The U-Net segmentation model is trained on MIDV-500: A Dataset for Identity Documents Analysis and Recognition on Mobile Devices in Video Stream. The model is trained with 50 subtypes of IDs including 17 types of ID cards, 14 types of passports, 13 types of driving licenses, and 6 other identity documents of various countries. Each subtype contains 10 unique photos with 30 different angle, blurriness, closeness, and focus. Total of 15,000 images are being used for our experiment.
python midv500models/train.py -c midv500models/configs/2021-05-14.yaml \ -i <path to train>
python midv500models/inference.py -c midv500models/configs/2021-05-14.yaml \ -i <path to images> \ -o <path to save preidctions> -w <path to weights>
Experiment Setup:
Model: Unet with Resnet34 backbone, encoder weights were pretrained on the Imagenet.
Optimizer: AdamW
Initial learning rate: 0.0001
Learning Rate Scheduler: PolyLR, for maximum iteration of 40
Gradient clipping is applied
The model is trained with total of 23 epochs, the model can be further trained as it has not reach overfitting phrase.

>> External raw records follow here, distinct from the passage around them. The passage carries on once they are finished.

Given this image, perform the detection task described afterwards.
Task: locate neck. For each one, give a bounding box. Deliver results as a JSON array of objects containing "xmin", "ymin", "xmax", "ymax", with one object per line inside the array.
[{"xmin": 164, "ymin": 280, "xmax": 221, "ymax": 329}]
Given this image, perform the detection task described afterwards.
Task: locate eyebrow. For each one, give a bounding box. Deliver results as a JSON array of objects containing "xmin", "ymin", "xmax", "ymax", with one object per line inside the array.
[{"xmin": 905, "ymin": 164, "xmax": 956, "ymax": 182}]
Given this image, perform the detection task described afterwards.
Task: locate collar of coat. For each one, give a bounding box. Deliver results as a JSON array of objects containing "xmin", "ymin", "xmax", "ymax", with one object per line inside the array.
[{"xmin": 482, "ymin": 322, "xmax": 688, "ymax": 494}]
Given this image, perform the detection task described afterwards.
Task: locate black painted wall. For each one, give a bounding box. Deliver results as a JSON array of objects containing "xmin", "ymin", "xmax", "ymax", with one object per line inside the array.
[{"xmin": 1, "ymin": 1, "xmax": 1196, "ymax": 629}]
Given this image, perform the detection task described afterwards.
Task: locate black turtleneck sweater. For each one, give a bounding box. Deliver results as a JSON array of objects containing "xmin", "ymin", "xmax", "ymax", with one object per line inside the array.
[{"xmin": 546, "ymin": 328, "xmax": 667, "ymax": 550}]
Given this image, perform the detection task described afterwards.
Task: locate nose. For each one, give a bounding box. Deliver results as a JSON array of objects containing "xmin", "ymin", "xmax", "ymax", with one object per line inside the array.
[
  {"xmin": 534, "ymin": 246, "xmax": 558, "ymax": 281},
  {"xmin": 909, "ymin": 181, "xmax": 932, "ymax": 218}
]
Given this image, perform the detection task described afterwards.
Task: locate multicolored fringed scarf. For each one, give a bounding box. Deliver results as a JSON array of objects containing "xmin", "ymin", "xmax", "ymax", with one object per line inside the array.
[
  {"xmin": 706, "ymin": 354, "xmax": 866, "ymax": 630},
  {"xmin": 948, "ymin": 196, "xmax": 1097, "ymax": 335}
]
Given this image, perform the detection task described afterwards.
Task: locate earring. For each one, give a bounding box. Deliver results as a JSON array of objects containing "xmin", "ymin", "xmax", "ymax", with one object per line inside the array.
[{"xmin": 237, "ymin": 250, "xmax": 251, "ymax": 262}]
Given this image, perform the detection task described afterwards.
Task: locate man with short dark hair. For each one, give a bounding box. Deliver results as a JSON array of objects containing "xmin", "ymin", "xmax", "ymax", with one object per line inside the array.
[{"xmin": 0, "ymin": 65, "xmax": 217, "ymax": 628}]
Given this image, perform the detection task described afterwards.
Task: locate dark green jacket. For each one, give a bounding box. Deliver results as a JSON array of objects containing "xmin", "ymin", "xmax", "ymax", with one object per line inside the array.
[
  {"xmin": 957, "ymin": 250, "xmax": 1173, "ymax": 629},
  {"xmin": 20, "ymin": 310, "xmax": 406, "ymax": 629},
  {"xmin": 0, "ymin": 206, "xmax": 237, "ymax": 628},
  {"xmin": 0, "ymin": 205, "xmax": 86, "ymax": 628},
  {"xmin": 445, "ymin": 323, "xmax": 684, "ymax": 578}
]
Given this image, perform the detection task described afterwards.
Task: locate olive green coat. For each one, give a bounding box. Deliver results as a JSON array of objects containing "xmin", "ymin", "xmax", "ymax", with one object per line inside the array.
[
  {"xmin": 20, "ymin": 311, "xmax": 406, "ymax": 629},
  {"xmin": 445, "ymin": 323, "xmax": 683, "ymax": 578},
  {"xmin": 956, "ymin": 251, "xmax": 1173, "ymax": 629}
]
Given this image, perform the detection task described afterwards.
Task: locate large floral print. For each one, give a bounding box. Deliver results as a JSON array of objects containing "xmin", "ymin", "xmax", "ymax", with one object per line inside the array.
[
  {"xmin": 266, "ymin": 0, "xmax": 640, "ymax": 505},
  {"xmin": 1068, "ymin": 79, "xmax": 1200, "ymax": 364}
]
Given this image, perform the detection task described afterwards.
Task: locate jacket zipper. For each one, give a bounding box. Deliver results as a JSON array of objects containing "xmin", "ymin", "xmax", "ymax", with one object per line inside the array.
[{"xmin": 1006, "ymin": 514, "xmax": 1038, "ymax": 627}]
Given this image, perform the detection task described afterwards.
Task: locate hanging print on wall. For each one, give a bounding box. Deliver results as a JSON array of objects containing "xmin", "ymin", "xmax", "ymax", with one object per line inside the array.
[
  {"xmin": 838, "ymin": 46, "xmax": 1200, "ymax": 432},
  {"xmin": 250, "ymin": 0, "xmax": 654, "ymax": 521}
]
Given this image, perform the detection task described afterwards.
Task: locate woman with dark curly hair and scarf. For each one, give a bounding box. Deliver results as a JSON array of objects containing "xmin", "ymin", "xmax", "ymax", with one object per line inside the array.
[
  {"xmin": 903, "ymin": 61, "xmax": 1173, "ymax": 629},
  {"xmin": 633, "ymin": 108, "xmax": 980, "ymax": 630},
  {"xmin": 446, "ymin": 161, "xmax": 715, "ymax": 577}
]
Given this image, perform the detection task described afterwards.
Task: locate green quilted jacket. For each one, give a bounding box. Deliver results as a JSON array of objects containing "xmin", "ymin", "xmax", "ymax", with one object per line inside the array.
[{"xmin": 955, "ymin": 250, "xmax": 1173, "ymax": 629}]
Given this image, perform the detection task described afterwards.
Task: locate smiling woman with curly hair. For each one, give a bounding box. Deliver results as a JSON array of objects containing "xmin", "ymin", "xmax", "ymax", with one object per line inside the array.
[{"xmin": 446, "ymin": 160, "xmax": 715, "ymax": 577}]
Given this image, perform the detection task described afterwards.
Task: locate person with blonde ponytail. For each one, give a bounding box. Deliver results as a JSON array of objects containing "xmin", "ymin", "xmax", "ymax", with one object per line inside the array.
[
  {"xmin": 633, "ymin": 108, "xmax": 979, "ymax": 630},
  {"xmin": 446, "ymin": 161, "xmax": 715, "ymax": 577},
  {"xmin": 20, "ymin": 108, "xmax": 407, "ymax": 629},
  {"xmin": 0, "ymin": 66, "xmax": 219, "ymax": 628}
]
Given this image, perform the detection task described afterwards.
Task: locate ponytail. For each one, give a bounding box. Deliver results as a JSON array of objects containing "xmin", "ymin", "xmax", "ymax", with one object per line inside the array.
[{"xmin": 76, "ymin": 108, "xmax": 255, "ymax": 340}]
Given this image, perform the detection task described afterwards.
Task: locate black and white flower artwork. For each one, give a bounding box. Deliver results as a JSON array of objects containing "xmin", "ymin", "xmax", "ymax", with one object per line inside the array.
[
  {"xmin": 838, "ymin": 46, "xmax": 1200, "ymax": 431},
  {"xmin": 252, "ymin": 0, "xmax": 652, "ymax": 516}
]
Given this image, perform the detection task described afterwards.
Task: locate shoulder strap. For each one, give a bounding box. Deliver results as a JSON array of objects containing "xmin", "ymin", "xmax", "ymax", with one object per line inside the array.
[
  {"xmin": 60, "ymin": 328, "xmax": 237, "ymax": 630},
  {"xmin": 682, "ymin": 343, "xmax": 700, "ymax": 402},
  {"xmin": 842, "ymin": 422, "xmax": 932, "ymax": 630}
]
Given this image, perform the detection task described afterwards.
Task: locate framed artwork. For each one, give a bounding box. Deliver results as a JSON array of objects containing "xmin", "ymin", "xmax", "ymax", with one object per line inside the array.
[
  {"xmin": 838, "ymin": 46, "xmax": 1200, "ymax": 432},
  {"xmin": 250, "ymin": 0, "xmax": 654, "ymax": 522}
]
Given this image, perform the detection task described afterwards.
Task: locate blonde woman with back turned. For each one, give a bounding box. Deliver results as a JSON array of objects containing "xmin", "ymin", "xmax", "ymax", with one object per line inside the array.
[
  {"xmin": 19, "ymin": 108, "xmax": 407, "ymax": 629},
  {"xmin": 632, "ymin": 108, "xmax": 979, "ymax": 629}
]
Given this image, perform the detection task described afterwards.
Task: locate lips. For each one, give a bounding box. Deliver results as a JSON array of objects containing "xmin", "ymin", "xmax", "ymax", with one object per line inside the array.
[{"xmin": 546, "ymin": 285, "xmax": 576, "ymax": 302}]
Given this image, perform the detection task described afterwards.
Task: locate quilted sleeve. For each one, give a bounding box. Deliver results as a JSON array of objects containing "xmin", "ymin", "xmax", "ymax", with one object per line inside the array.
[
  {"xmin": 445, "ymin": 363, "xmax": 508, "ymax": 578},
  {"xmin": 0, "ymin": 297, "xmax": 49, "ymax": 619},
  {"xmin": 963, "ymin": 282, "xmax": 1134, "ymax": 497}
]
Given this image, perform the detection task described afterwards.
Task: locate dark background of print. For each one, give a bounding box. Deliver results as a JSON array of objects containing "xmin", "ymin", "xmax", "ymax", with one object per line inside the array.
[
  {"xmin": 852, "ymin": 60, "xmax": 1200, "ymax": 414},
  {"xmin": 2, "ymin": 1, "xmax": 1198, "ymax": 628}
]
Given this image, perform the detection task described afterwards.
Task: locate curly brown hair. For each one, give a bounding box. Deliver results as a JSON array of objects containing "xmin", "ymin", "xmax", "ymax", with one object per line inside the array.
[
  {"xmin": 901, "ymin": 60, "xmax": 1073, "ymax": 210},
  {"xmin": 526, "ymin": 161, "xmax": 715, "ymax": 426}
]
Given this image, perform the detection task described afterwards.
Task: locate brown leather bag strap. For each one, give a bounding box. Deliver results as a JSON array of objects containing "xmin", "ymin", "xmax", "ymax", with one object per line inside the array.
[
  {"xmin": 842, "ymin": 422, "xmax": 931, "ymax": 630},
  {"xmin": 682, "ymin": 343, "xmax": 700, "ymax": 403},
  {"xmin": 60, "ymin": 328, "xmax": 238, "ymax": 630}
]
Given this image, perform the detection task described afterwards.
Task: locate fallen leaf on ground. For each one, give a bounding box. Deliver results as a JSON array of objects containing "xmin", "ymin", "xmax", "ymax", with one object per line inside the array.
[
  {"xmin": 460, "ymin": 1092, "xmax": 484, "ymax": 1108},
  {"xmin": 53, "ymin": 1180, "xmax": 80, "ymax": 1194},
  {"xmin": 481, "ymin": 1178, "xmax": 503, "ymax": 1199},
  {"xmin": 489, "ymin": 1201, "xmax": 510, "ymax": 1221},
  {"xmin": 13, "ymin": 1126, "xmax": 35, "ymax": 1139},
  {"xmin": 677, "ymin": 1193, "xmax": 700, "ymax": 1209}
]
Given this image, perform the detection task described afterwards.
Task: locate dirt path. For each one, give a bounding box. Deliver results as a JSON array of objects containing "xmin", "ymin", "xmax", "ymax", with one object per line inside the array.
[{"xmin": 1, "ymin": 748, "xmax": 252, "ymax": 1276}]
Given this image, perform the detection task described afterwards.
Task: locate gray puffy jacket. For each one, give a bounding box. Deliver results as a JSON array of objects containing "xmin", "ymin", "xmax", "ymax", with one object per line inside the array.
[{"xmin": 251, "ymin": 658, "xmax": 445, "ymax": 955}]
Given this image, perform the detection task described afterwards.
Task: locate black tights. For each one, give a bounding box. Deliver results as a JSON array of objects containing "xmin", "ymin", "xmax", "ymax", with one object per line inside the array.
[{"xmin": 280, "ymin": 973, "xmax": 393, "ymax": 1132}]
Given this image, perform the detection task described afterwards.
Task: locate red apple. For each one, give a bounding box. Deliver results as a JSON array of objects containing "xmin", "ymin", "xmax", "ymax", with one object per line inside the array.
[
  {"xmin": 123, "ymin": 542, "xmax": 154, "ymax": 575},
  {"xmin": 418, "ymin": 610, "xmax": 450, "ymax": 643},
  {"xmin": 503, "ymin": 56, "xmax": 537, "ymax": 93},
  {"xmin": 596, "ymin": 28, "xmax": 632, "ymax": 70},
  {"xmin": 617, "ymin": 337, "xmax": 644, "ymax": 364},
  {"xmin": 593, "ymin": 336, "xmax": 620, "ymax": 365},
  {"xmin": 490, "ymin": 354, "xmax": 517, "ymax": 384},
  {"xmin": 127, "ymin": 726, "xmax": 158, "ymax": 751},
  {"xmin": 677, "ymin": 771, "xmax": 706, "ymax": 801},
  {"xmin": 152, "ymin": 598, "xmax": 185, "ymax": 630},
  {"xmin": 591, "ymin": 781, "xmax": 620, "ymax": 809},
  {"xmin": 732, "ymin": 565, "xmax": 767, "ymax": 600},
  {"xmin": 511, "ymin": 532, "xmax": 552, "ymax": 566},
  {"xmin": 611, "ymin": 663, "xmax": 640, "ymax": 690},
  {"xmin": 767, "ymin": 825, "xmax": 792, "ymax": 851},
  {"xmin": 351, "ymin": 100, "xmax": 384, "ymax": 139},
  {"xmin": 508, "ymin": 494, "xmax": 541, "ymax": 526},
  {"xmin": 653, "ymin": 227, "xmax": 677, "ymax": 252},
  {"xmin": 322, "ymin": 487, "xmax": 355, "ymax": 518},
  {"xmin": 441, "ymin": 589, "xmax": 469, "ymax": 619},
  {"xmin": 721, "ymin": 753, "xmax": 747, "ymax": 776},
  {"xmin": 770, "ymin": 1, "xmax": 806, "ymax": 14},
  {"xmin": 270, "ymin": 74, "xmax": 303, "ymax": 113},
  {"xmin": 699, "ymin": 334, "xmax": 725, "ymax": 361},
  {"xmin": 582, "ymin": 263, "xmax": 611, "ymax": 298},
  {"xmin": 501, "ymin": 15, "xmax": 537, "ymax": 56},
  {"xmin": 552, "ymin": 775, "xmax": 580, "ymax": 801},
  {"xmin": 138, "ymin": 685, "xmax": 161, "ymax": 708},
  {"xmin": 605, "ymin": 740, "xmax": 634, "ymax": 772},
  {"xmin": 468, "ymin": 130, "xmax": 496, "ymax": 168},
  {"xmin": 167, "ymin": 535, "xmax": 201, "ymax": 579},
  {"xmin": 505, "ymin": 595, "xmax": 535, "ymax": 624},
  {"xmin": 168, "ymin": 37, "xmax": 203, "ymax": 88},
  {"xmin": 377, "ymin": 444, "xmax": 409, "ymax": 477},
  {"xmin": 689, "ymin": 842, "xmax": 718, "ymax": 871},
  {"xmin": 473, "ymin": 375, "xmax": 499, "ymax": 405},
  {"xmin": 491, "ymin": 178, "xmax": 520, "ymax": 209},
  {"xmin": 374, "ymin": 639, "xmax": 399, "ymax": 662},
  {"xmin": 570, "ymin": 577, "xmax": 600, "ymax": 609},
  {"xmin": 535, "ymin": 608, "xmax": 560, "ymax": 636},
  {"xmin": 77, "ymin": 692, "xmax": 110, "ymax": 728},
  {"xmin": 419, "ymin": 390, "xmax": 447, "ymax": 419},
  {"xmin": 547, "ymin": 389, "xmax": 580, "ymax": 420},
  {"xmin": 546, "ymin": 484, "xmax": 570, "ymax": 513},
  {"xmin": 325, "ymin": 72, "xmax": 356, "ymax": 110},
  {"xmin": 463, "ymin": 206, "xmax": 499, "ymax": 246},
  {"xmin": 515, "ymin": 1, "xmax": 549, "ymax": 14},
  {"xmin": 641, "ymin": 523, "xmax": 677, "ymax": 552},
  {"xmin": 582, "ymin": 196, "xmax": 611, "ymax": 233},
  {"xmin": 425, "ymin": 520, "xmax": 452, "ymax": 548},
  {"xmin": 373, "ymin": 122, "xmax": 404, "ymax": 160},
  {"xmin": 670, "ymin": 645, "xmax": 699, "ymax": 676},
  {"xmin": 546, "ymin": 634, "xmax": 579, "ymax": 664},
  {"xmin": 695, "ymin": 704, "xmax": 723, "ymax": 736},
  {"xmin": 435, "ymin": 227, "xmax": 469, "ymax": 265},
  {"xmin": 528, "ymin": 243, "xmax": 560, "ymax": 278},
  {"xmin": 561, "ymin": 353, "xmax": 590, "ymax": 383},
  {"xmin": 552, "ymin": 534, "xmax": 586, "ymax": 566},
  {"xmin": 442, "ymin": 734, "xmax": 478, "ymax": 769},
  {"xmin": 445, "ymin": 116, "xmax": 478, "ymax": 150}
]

Training and Validating batch_size :32
We save the best weight based on the best validation IOU.
Losses: Jaccard loss with binary mode and focal loss.
The model is train on p3.x2large machine with 1 GPU.
- Normalized with mean (0.485, 0.456,0.406) and std (0.229,0.224,0.225)
- HorizontalFlip
- RandomBrightnessContrast
- RandomGamma
- HueSaturationValue
- Blur
- JpegCompression
- RandomRotate90
- Augmentation at validation time:
- LongestMaxSize
- PadIfNeeded
- Normalized with mean (0.485, 0.456,0.406) and std (0.229,0.224,0.225)
- At training time, the augmentation has been set to probability of 0.5, while transformation at validating time has been set to probability of 1.
- Normalized with mean (0.485, 0.456,0.406) and std (0.229,0.224,0.225)
The model is able to generalize well with test images, which are completely different from the training images.